Domain walls and dimensional reduction
C.D. Fosco, R.C. Trinchero

TL;DR
This paper investigates a dimensional reduction mechanism for fermions using domain wall defects in odd-dimensional spacetimes, showing how massless fermions in lower dimensions emerge by decoupling massive modes.
Contribution
It demonstrates a regime where only massless fermions remain relevant after dimensional reduction, combining compactification and domain wall effects to decouple extra modes.
Findings
Massless fermions dominate in the reduced D-dimensional theory.
Massive modes can be made arbitrarily heavy and decoupled.
Quantitative analysis provided for D=2 and D=4 cases.
Abstract
We study some properties of a dimensional reduction mechanism for fermions in an odd number D+1 of spacetime dimensions.
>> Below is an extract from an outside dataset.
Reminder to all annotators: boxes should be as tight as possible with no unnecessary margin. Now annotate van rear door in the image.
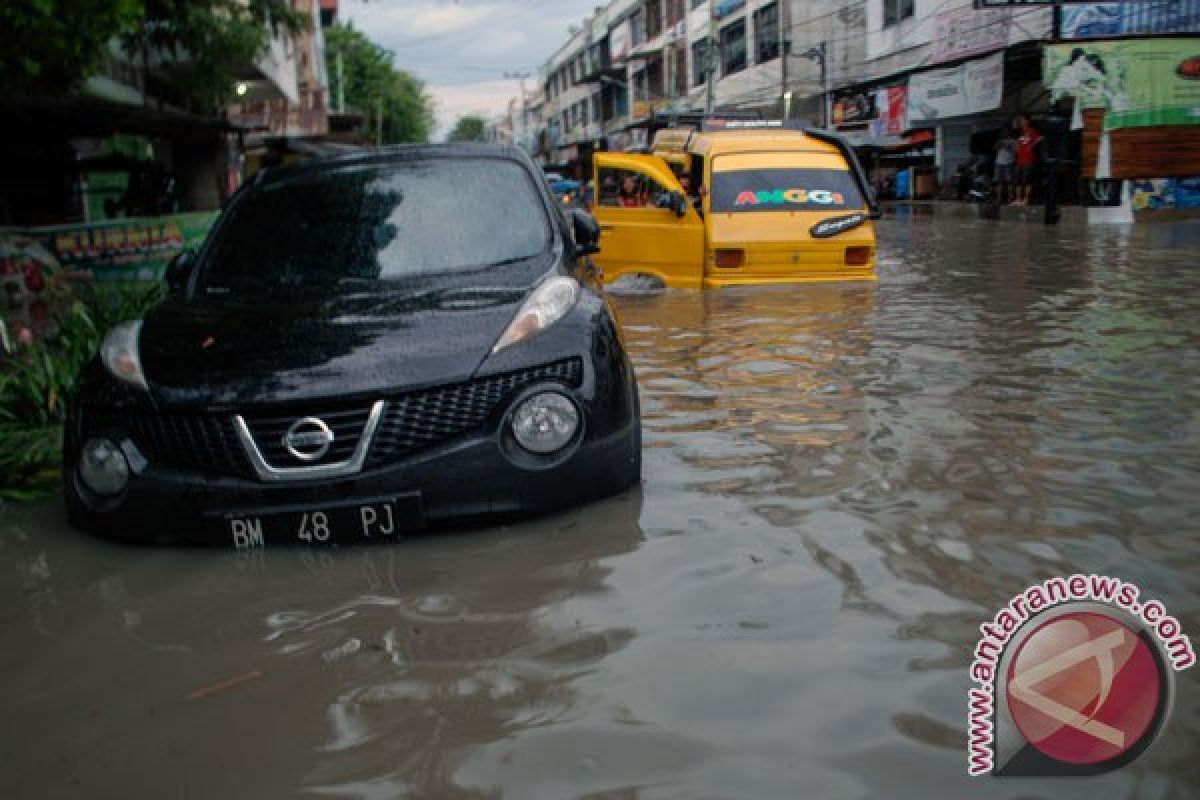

A fermionic field is equipped with a mass term with domain wall like defects along one of the spacelike dimensions, which is moreover compactified. We show that there is a regime such that the only relevant degrees of freedom are massless fermionic fields in D dimensions. For any fixed gauge field configuration, the extra modes may be decoupled, since they can be made arbitrarily heavy. This decoupling combines the usual Kaluza-Klein one, due to the compactification, with a mass enhancement for the non-zero modes provided by the domain wall mechanism. We obtain quantitative results on the contribution of the massive modes in the cases D=2 and D=4.